There has been a flurry of activity around our home lately. My E decided she was ready to shed some of the different lives she has led thus far, like Potterhead, Whovian, Runner (that’s Mazerunner for those without intimate knowledge on super fandoms,) and other kingdoms. In true Marie Kondo style, she parted with those things that did not spark joy and thanked them for their service. I have been waiting for this day for years and jumped in with gusto. Attempts to sell collectibles online were frustrating – a flashback to bags of beanie babies comes to mind. So the Vietnam Veterans of America were the recipients of our largesse. And what a mound it was.

This is not just fan stuff like little Flash figurines and spell books. Pounds of clothing, including shirts that say things like Expelliarmus, Geronimo, Girl Power, along with perfectly good pieces, outgrown in both body and spirit, were washed and bagged. Some plush, some pillows, that wavy mirror from IKEA, and lots of other fad and fashions that have outlived their usefulness here wound up on the pile. Whoever buys these will want them, and it will benefit a good cause at the same time.

While she was building her mountain, I rooted around in my garage for stuff to add. I did a lot of recycling, boxed books, adding camp and beach chairs not opened in years. The lot took up about a quarter of our generous driveway when pickup day arrived.
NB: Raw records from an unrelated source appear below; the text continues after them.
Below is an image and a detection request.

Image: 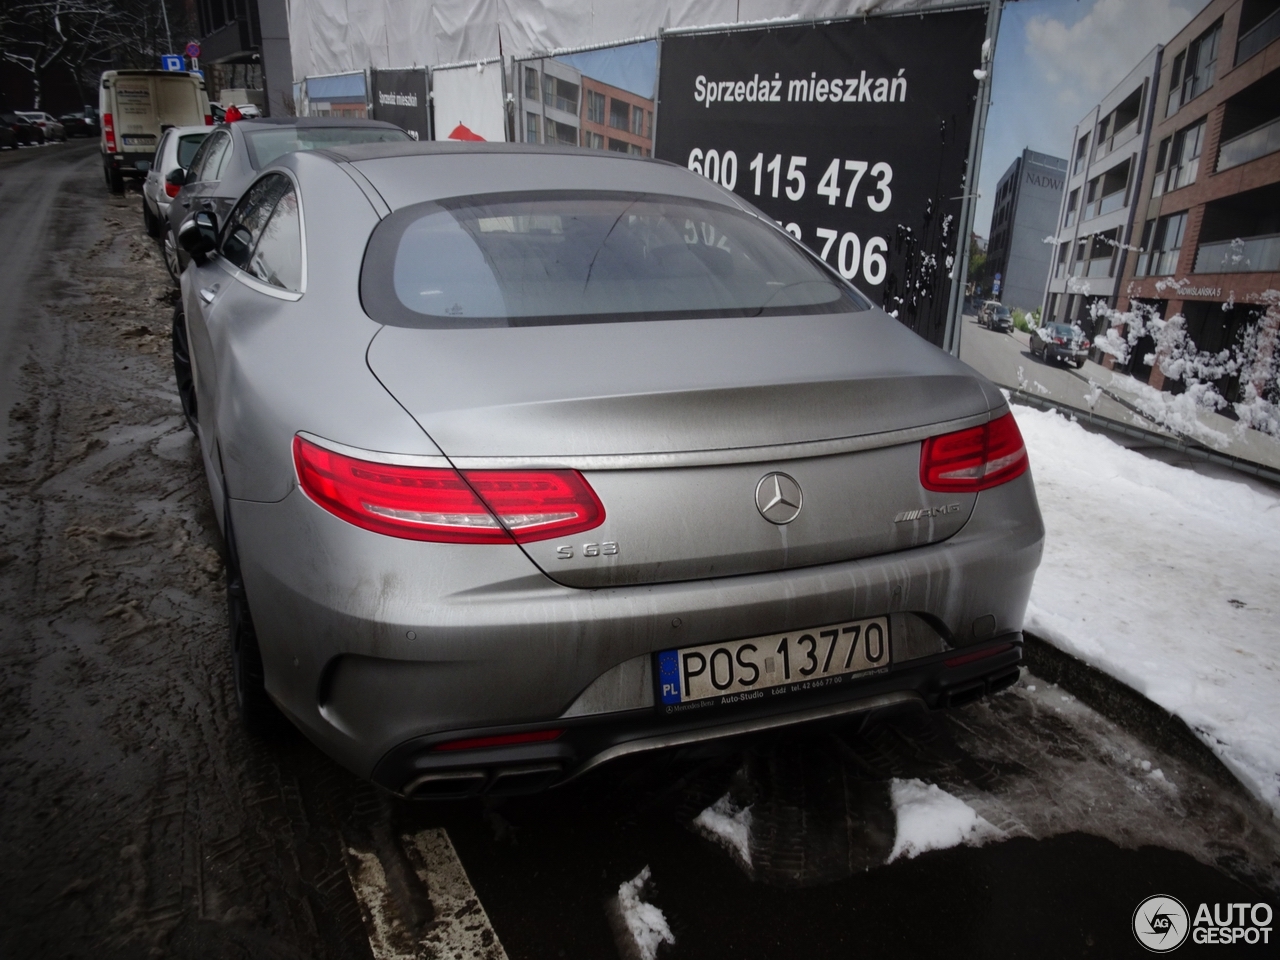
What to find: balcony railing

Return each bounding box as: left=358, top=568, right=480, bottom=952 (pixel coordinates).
left=1085, top=189, right=1126, bottom=220
left=1136, top=248, right=1183, bottom=277
left=1217, top=116, right=1280, bottom=172
left=1194, top=234, right=1280, bottom=274
left=1094, top=118, right=1139, bottom=162
left=1085, top=256, right=1114, bottom=279
left=1236, top=8, right=1280, bottom=66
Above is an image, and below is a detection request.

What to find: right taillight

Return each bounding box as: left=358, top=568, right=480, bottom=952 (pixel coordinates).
left=292, top=436, right=605, bottom=543
left=164, top=180, right=181, bottom=198
left=103, top=112, right=115, bottom=151
left=920, top=412, right=1028, bottom=492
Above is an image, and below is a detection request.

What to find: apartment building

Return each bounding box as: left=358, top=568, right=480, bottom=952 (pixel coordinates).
left=579, top=76, right=653, bottom=156
left=517, top=58, right=583, bottom=147
left=1043, top=47, right=1163, bottom=333
left=515, top=60, right=655, bottom=156
left=985, top=149, right=1067, bottom=312
left=1117, top=0, right=1280, bottom=390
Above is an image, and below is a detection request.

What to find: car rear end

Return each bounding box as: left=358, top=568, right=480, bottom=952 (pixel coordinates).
left=1044, top=324, right=1090, bottom=364
left=232, top=147, right=1045, bottom=798
left=101, top=70, right=211, bottom=186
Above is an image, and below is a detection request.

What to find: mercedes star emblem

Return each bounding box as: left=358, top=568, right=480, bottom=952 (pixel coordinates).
left=755, top=472, right=803, bottom=524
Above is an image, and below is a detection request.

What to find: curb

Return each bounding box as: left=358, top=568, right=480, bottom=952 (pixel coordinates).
left=1021, top=632, right=1252, bottom=801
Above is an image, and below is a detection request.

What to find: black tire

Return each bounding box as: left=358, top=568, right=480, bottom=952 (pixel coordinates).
left=171, top=303, right=199, bottom=433
left=107, top=164, right=124, bottom=194
left=161, top=223, right=181, bottom=284
left=143, top=198, right=160, bottom=238
left=225, top=518, right=278, bottom=736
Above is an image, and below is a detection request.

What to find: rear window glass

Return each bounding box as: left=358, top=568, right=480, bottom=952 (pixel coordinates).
left=361, top=191, right=869, bottom=328
left=177, top=134, right=207, bottom=168
left=245, top=126, right=410, bottom=169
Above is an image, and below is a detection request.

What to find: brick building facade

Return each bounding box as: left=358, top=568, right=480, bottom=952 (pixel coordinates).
left=579, top=76, right=652, bottom=156
left=1117, top=0, right=1280, bottom=392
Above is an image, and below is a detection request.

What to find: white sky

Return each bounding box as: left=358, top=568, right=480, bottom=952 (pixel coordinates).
left=974, top=0, right=1207, bottom=240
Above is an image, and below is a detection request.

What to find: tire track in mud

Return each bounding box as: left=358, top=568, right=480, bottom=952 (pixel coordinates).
left=0, top=154, right=372, bottom=960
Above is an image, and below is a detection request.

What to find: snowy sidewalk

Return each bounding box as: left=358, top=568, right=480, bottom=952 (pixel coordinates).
left=1014, top=404, right=1280, bottom=817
I was feeling refreshed until I opened the garage that night. I realized we had barely made a dent. Boxes still lined the walls, many of my drawers are still full, and a lot of books remained in E’s childhood bookcase that I passed down to her. And she had hit her limit on her clear-out state of mind. The window was closed until the next go-round which won’t be for a while. So I realized if we wanted to keep the momentum, it was my turn.

While E figured it was her past fandoms weighing down her future, my focus was first on paper. I have always been one to obsessively separate shred from recycle, removing addresses or names from each bit of junk mail to ensure nothing personal lands in the green bin. Unfortunately, this habit forces me to throw junk mail in a box until later or pile old files in my closet to wait for a rainy day – and those are pretty sparse in Southern California. Since I couldn’t walk into my closet to get to my filing drawer, this is what I did all weekend. Flash forward two days – the recycling bin is full, my shred bin runneth over, and my heart is full.

The next battle on the horizon is the kitchen. Too many of everything, fulfilling nothing except to take up cabinet space. Two sizes of water glasses fill a shelf where only the few in the front are used. The lower shelves bulge with pots, pans, and I don’t even remember what’s in the back. A tall pantry with deep shelves is both a blessing and a curse. Viewed now with clearer eyes, it all brings my past post about Living Life in Layers into real time and smacks me in the face.

I think a stay-cation is in order.


Filed under Memoir, Personal Life

4 responses to “The Big Clear

  1. Terry V.

    You’ve given me hope that I too can clear things out. E is an inspiration!

  2. Anna Marie Torelli

    I thoroughly enjoyed reading this, and can completely relate, sans the daughter. The quest seems never ending, but, progress is being made. Credit must be given for that.